My acquaintance with ‘Outlook’ began when I first purchased the attractive magazine at Gaya railway station. I forget the exact month, but that was the edition in which they’d broken the Manoj Prabhakar story. Though I was merely in high school then, I was awed by the power of investigative journalism as also the beautiful magazine that was so unlike India Today and Frontline. Another point that I noted was that even though I have pushed away the temptation of being drawn into being updated with news round the clock by simply not having a TV, I have not missed much of consequence over the past few years. I was glad to note that most of the inferences I’d drawn on my own about politics have been substantiated. Coming from a place where Maoism is not something you just read in news, the lengthy discussion was a moot point without any suggestion of a workable solution. The ringside view stories about the goings on in the seat of power confirms just what it is, something that the average voter understands deep down in his heart – pure hogwash.
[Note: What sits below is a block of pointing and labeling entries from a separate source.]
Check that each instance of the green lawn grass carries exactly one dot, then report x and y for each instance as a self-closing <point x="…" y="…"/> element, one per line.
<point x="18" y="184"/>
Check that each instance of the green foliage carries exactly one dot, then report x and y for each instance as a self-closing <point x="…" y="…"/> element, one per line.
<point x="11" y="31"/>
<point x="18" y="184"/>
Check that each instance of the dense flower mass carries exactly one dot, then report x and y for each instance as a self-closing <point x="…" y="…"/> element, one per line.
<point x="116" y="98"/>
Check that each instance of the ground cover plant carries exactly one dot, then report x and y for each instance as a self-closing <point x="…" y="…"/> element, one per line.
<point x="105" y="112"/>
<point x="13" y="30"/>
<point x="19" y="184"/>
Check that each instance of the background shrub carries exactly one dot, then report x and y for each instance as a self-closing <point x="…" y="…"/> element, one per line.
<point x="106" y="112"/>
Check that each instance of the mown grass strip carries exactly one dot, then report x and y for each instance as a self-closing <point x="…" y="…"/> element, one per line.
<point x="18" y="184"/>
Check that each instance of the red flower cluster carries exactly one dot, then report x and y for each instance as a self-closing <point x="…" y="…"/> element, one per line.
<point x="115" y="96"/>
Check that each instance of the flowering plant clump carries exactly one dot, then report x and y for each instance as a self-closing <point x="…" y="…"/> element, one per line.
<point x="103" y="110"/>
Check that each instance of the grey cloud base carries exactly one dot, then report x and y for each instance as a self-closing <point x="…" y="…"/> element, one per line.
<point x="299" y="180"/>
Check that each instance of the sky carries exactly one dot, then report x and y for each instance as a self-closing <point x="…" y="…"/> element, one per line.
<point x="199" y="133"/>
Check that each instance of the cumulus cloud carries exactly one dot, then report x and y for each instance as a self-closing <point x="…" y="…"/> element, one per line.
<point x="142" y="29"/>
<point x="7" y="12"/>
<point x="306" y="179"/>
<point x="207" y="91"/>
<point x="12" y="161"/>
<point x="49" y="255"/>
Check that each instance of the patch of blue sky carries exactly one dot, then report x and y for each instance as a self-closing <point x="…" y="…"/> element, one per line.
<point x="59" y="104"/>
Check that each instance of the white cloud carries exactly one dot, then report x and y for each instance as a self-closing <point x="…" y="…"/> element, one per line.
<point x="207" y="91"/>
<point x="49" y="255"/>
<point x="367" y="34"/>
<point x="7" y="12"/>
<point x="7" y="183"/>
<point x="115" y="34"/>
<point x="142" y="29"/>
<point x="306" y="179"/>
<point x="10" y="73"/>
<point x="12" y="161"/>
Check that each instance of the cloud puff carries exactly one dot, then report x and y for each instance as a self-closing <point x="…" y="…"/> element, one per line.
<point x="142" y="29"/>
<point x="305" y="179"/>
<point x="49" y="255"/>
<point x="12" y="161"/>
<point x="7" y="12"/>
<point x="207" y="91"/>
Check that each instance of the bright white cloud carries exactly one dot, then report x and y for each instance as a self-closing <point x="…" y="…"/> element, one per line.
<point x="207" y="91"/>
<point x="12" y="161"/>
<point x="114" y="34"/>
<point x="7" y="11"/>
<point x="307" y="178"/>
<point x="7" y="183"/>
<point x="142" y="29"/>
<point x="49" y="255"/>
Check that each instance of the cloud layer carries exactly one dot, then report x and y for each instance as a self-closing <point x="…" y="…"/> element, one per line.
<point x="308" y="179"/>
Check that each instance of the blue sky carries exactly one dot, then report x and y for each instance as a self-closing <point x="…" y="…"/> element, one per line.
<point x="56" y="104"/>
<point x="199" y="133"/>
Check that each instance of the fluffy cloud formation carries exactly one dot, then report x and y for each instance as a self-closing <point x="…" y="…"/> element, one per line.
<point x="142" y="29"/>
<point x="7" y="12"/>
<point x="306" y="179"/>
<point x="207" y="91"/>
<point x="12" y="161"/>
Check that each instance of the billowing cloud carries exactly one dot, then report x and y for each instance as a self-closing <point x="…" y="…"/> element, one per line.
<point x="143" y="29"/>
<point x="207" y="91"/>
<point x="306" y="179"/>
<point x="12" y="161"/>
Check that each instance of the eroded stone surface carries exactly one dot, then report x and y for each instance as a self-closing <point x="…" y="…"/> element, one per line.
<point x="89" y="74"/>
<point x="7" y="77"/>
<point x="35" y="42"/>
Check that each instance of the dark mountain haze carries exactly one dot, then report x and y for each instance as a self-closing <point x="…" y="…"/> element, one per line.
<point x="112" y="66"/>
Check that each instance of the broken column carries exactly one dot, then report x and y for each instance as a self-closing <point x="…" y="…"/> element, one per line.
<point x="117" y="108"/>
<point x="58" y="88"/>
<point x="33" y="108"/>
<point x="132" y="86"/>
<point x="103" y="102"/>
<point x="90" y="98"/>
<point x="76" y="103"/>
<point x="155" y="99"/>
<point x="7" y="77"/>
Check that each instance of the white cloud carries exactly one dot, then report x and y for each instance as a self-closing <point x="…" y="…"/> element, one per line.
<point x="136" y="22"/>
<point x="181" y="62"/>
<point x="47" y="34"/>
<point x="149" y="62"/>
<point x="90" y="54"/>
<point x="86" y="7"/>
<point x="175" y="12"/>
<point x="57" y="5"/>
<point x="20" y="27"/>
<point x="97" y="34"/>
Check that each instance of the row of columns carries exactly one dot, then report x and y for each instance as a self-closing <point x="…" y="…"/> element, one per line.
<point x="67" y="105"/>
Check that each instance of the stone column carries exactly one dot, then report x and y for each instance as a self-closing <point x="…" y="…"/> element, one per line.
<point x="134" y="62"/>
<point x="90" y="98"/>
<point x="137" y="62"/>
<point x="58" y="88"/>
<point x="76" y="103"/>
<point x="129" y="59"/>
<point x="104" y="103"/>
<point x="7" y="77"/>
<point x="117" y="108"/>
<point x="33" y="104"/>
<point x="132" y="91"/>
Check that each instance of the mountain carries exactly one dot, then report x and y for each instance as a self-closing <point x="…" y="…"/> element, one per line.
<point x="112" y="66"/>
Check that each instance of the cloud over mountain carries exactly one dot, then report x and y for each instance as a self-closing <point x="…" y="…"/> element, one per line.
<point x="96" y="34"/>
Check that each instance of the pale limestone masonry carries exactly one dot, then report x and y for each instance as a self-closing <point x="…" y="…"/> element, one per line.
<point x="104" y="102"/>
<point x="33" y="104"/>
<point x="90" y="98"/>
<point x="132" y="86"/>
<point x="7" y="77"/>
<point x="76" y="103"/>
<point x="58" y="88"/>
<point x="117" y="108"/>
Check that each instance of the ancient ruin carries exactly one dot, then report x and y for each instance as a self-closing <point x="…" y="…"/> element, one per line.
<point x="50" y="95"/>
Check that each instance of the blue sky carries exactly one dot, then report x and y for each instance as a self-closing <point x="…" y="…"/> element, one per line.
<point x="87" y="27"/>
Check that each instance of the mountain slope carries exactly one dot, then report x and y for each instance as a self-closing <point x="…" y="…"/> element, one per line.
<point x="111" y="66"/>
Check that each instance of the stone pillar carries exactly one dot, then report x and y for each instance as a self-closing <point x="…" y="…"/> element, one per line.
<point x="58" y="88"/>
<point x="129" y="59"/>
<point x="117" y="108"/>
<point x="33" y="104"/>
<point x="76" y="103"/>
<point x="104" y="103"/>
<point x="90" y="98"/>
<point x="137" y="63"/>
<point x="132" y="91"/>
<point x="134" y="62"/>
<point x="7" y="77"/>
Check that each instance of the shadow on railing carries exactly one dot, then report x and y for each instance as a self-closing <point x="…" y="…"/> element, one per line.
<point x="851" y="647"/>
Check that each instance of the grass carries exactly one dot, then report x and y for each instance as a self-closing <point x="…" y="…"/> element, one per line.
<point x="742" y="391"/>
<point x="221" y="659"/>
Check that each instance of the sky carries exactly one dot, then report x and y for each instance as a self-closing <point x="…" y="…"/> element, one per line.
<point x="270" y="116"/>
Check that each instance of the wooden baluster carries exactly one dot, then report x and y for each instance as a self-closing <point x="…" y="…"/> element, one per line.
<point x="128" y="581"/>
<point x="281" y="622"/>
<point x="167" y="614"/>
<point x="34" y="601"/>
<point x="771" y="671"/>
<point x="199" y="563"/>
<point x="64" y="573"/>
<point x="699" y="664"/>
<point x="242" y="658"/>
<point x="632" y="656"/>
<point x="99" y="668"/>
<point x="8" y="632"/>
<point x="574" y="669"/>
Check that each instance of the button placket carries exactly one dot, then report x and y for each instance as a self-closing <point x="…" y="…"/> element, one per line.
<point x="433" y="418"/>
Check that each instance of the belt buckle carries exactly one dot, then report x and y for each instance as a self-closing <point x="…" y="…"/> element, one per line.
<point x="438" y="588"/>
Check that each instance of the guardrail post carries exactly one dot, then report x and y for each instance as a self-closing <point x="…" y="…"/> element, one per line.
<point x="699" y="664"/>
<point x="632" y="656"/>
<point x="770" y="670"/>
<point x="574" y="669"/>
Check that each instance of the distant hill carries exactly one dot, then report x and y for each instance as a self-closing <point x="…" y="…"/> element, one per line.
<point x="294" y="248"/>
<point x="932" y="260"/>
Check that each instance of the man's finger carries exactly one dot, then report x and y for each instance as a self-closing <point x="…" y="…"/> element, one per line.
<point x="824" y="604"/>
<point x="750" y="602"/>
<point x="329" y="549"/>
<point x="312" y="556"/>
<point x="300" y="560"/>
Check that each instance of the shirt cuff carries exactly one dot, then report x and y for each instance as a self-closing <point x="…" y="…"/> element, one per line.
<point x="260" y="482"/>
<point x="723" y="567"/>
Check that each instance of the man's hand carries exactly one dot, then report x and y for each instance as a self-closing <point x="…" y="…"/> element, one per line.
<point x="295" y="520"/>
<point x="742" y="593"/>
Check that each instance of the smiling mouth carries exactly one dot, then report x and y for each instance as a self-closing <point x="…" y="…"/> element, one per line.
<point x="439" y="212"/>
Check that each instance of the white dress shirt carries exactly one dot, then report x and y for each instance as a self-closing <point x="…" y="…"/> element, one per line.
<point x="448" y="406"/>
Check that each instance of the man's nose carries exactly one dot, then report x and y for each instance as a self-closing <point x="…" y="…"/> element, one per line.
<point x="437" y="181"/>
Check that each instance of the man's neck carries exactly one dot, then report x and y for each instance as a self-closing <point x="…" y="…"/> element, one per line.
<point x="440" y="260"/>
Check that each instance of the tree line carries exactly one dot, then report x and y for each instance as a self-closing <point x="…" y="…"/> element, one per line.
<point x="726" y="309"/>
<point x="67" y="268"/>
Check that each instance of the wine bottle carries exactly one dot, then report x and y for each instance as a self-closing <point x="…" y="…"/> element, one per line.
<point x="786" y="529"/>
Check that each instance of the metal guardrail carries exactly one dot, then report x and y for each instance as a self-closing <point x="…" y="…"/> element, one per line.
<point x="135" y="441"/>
The book taught me some nice words like Toff, Panjandrum and Meretricious. But the long chapter on the collected wisdom, though given in good faith, I will file as just another reference material with the lot doled out by all my well-meaning elders. Maybe when I grow old, I too will quote from all of those crumbling pages, add a line or two of my own and pass it to the next generation, expecting them to follow my wise musings.

All in all, I am really glad to have met the Boy from Lucknow. He confirms my view of the world that random good things happen even to random people who have a conviction, a faith in their heart. A faith that guides all their actions focused towards attaining a fulfilling life. I once read a joke which went:

“A writer dies and reaches the portal to God’s kingdom. His sins and good deeds are weighed and by a queer chance they balance out in number. God ponders it over and offers the writer a chance to visit both hell and heaven before deciding where he is to be sent. First off he’s taken to writers’ hell: a long dark room with rows upon rows of wooden benches and oil lanterns dimly lighting the pages upon which the writers wrote furiously, their sweat mixing with the ink. The Satan’s servants hollered as soon as one of the writers would so much as look up. Our man was terrified and begged to be taken away. So they guided him out of there to a beautiful looking building which they said was writer’s heaven. He stepped in with a lot of expectations, but was appalled at what he saw inside: the same long wooden benches, oil lanterns, sweat and hollering repeated all over. Confused, he looked at God and asked what the difference was. God winked knowingly and said, “Here their work gets published”.

The Lucknow boy hopes he’d find a place in heaven for his service to the written word. From Debonair to Outlook, I think he has already been living in a veritable heaven all along.